McGloin: Lions Must Learn From Loss

Starting quarterback was one of many Penn State players who struggled in the second half vs. Ohio at Beaver Stadium.

As Saturday wore on, there was nothing going on with Penn State's offense. And after the Lions fell 24-14 to Ohio in their season opener, there was nothing in the way of explanations, either.

New coach Bill O'Brien? Good luck. He resorted to the sort of non-answers often spewed by his former boss, Bill Belichick. Though we did learn, beyond a shadow of a doubt, that O'Brien has to coach better.

Some of his players were also at a loss after a 14-3 lead disappeared during a second half in which the Bobcats outgained the Lions 301-115 (and 499-352 in all).

Quarterback Matt McGloin, who went 14-for-31 for 130 yards after a 13-for-17, 130-yard first quarter, said the Bobcats brought more pressure in the second half. Wide receiver Allen Robinson, whose nine catches were the most on either team, said they played more man-to-man. But neither said that should have been a problem.

Certainly they took some shots. A fourth down went unconverted. A bomb went uncaught. And a winnable game went un-won.

Backtrack a second, to O'Brien's decision to employ one of his best players, linebacker Gerald Hodges, as a kick returner. It was something Hodges had not done since high school, and it bit the Lions in the second quarter, when Hodges fumbled the fair catch of a punt at his own 13, giving Ohio its only points of the first half, on a field goal.

Didn't seem like a big deal at the time, as McGloin countered that with TD passes to running back Bill Belton and tight end Matt Lehman, leaving the Lions with that 14-3 halftime lead.

Still, it seemed like an odd decision to have Hodges back there. There's the possibility of injury, and the possibility of the sort of mistake he made.

“He had a lot of time back there (in practice),” O'Brien said. “He's an excellent player. We gave him a lot of work back there.”

Those points would loom larger as the day wore on, and the Bobcats hit their stride. They began to do so early in the third quarter, when on third-and-seven from the PSU 43 quarterback Tyler Tettleton threw a looping pass down the middle of the field.

It is the kind of pass that is almost always intercepted, and this one should have been. Safeties Stephen Obeng-Agyapong and Malcolm Willis each had their hands on the ball, but succeeded only in knocking it away from each other.

It caromed instead to wide receiver Landon Smith, who took it all the way to the end zone.

And so: 14-10.

Linebacker Mike Mauti called the play “a big momentum-shifter.”

Added McGloin, “I kind of felt things weren't going our way when that started to happen. What are you going to do? You have to respond, and we didn't.”

The Lions had a chance on their very next possession. Facing fourth-and-five from the Ohio 30, they went for it, only to see McGloin's pitch down the right sideline to Robinson fall incomplete.

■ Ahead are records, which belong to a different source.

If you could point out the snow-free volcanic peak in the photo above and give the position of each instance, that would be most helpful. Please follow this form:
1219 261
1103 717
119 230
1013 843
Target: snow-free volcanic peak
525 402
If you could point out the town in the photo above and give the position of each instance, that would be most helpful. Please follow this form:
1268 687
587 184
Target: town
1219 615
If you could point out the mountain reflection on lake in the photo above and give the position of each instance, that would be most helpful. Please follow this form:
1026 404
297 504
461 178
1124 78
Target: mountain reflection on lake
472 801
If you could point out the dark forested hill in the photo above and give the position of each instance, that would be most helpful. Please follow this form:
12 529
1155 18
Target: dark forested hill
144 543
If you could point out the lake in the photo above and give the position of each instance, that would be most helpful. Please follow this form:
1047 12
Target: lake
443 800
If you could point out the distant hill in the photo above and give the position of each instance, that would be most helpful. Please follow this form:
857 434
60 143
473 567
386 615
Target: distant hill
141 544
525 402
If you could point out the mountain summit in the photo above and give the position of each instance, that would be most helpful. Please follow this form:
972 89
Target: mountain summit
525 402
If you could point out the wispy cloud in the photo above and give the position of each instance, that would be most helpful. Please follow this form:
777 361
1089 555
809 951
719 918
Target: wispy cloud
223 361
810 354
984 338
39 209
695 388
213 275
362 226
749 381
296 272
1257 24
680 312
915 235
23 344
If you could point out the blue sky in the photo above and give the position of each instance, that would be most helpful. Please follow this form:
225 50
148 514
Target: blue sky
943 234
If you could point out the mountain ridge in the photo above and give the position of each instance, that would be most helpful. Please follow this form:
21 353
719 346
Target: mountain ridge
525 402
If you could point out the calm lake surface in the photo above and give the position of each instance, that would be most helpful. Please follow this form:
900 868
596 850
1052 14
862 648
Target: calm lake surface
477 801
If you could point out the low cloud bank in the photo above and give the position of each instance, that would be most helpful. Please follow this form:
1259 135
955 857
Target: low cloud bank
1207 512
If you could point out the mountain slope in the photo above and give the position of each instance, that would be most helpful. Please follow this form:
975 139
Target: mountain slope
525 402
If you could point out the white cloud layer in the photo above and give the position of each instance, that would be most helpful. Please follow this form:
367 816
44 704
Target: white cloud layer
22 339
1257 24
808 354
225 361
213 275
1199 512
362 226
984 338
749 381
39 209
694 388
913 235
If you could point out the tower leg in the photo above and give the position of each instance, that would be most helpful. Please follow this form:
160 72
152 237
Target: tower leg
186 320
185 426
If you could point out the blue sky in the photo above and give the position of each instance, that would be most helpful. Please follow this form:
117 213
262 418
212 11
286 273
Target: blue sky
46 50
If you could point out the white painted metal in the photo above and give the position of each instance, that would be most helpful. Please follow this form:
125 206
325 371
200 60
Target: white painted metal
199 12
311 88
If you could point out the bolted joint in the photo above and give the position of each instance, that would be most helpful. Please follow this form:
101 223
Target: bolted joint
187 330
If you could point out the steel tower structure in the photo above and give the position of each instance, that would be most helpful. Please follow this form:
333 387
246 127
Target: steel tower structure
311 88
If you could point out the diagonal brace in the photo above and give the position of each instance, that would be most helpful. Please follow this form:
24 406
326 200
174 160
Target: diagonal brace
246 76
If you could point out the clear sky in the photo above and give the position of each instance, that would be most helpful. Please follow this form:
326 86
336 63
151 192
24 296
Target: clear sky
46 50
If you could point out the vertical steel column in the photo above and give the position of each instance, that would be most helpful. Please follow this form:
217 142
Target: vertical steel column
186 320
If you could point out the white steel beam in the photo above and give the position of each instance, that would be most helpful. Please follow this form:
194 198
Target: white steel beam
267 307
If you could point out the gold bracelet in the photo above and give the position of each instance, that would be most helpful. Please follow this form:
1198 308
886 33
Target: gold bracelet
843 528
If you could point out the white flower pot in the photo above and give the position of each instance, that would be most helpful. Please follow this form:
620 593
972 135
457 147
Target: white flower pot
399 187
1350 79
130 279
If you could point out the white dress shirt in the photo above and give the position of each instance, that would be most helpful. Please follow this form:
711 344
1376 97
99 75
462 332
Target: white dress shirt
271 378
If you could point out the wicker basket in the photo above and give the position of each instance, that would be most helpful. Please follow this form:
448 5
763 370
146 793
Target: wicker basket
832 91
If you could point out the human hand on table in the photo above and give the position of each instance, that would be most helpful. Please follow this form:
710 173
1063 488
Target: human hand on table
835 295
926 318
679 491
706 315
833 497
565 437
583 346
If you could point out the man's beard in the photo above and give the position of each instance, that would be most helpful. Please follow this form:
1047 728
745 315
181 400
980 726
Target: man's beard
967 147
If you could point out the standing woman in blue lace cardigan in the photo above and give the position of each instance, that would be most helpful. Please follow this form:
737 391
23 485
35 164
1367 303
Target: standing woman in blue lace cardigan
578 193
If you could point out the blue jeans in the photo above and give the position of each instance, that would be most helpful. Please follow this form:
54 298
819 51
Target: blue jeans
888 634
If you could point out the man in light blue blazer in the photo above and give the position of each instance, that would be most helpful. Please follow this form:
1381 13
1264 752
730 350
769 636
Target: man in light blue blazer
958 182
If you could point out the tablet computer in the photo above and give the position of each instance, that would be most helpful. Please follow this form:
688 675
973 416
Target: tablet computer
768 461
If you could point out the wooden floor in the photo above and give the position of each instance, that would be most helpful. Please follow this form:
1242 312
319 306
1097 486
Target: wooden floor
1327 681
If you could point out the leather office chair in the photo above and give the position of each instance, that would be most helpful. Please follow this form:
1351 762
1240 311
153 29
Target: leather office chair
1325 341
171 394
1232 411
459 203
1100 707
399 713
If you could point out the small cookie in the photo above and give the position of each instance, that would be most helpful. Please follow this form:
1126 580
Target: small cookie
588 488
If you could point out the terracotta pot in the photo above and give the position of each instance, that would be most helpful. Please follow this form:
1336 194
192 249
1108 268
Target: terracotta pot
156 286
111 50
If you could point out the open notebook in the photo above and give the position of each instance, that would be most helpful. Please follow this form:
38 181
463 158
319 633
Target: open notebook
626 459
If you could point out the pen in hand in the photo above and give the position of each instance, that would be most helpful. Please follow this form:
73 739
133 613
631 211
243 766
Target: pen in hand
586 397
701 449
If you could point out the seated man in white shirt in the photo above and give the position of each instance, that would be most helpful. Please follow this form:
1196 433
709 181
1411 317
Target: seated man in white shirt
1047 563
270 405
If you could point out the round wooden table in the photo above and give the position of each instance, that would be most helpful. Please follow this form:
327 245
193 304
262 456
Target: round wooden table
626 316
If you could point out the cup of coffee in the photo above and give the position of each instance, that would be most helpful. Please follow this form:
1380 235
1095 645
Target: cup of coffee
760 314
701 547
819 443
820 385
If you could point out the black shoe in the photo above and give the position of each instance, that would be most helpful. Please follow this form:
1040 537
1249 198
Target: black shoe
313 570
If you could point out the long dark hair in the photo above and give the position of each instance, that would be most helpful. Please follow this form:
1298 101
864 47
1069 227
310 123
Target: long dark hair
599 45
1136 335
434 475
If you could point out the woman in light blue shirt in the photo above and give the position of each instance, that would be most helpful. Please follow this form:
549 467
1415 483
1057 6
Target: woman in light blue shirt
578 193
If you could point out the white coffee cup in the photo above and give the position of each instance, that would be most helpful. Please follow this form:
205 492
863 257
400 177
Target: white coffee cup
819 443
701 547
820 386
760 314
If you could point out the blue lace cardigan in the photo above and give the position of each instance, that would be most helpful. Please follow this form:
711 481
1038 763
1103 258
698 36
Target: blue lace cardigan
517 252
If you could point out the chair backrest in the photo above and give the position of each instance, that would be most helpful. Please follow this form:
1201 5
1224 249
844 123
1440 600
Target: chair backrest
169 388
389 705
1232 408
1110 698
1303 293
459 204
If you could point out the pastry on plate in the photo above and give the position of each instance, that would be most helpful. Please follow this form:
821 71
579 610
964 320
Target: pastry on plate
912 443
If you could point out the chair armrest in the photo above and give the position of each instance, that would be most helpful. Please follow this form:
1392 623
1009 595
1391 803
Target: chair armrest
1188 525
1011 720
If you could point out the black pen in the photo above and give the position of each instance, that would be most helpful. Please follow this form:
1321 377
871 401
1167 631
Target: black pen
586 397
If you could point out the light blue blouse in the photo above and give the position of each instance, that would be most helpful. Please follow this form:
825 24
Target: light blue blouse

“I was getting some pressure, and I had Allen one-on-one, and any time you have that shot, you definitely take it,” McGloin said. “It was a tough throw. I kind of took a pretty good shot on the play, but I need to put that ball on the money, and let him go make a play.”

“It was a little bit out of bounds,” Robinson said. “I could have possibly made a play on that. It was a little far out of bounds. … Looking back, if me and Matt could have connected on that, it could have been a big change in the outcome of the game.”

The Bobcats then went 70 yards in eight plays. The biggest was Tettleton's 33-yard pass to Ryan Clark on third-and-two from the PSU 49, a gorgeous lob over cornerback Stephon Morris. Tettleton took it in from the 1 four plays later, putting the Bobcats ahead to stay at 17-14.

At the end of the period, Penn State's entire team huddled near its sideline. Several seniors spoke, including Mauti.

“My message was to finish what we started,” he said.

It wasn't to be. The Lions' best chance to retake the lead came with a little over 10 minutes left, when wide receiver Shawney Kersey broke open down the middle of the field, having beaten cornerback Larenzo Fisher on a first-down play from the Ohio 46. McGloin's pass, which would have gone for touchdown, was a hair long --not so long that Kersey didn't get a hand on it, but long enough that it would have taken a spectacular catch to bring it in.

“When it left my hand, it felt good,” McGloin said. “Unfortunately I have to put that ball on him more. I take the blame for that one.”

“It was real close,” Kersey said. “I was kind of winded. That's my bad. Matt made a good throw. He put it out there. I've just got to go get it.”

The Bobcats then went 93 yards in 14 plays, with Tettleton's past to Donte Foster covering the final five, to sew it up.

“We lost a game,” McGloin said. “It was the first game of the season. We would have liked to have won, but we got beat. There's a next week. We have to play Virginia next week. We can't be upset for too long. We have to learn from it. We have to keep improving. It's a long season.”

One that seems destined to grow longer.